Splunk Search

Unable to search for regex extracted fields in fixed length file format

Communicator

Hi,

I'm seeing some very unusual behavior when extracting fields in Splunk 6.2. Basically I can see the fields are extracted successfully, but I can't use them to search. I have the following sample data:

101STUS NVLGCCCPDRf4cc5a8023ce40e28c9f260c376dabe9032134120864                      032000123456789                   191820013550000000000000000ESBtesSSP191820013550000000000000000abcdefSSD00071468C4875691F2CC0000000102763400095    C02763400095    20150721112211485002KO-001HIHI12345                         6_1                                                                     ABCD02                    20150721102147122201507211754000000000000000007400  AU S2015072120150721CRN                                MH48A                       0201 ACSP    20150721112211485ACSC    2015072111221148511215201121520                             BIS                               0000000000                                                                                  00000000                                             

This is a fixed length field log file (from mainframe), with no field separators. Therefore, I am using the following regular expression to extract the fields, which basically just extracts them from their position in the log file:

.{11}(?<Type>.{4}).{1}(?<Direction>.{2}).{32}(?<InputMainID>.{6})(?<InputSecondaryID>.{28})(?<OutputMainID>.{6})(?<OutputSecondaryID>.{28})(?<BusinessID>.{36})(?<TransID>.{36})(?<SystemID>.{20})(?<SequenceNo>.{8})(?<CustomerKey>.{15}).{33}(?<BusinessChannel>.{3})(?<SourceChannel>.{6}).{132}(?<SubmitTime>.{17}).{17}0*(?<Figure>\d{1,16}).{90}(?<OverallStatus>.{4}).{4}(?<UpdateTime>.{17})(?<Status>.{4}).{4}(?<TransUpdateTime>.{17})

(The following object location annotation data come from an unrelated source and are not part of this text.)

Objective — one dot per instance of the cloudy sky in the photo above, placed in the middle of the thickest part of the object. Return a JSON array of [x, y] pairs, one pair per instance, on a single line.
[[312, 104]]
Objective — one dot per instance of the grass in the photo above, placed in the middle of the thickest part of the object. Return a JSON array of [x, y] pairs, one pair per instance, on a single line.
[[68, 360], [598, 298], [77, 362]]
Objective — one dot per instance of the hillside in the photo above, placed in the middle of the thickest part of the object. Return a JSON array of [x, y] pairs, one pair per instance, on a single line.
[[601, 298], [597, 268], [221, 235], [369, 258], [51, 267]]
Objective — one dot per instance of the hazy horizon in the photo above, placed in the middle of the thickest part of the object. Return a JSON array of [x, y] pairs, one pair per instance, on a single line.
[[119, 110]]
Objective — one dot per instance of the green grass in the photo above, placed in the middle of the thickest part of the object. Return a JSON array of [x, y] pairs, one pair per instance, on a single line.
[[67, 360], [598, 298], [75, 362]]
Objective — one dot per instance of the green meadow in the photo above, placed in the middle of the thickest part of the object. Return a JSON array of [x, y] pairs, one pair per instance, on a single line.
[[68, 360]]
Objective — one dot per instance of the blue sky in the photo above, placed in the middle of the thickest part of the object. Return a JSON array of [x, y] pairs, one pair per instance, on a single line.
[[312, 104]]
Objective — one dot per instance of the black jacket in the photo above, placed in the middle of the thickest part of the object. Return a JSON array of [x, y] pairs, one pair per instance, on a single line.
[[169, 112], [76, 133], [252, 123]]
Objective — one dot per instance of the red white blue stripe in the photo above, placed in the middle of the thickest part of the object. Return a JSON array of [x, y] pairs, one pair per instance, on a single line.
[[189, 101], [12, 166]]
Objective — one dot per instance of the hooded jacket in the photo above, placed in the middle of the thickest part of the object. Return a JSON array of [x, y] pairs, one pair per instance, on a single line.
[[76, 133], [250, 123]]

Now when I search for the log in Splunk, I can see all the fields created with the correct values.

index=main sourcetype=mytype

However, if I try to add the fields to the search string, I am unable to see any results. For example:

index=main sourcetype=mytype Type=GCCC

I've found that if I put a * on either side of the field value, it does find them, which I find strange:

index=main sourcetype=mytype Type=*GCCC*

This indicates that there may be whitespace around the value, but it doesn't appear that way when I look at the values. I've also found that I can successfully search for the fields if I add it as an extra search function after the main search:

index=main sourcetype=mytype | search Type=GCCC

This looks like it doesn't run the field extraction until after the main search, however I can see in a lot of other sourcetypes I have that this isn't the case, as I can search for those.

I've also tried a number of other things to try to get this working:

  • Separating the regexes so each field has it's own extractions. I still get the same issue.
  • Extracting only 1 field from the data to simplify it. I still get the same issue.
  • Adding the following Calculated Field. This works, but I don't want to add an EVAL for every field as I'm sure there will be performance implications

    [mytype]
    EVAL-Status = Status
    Has anyone seen this before? I've played around a lot with the regex, but could there be a problem with this? Is there a better way to extract the fields for a fixed length file?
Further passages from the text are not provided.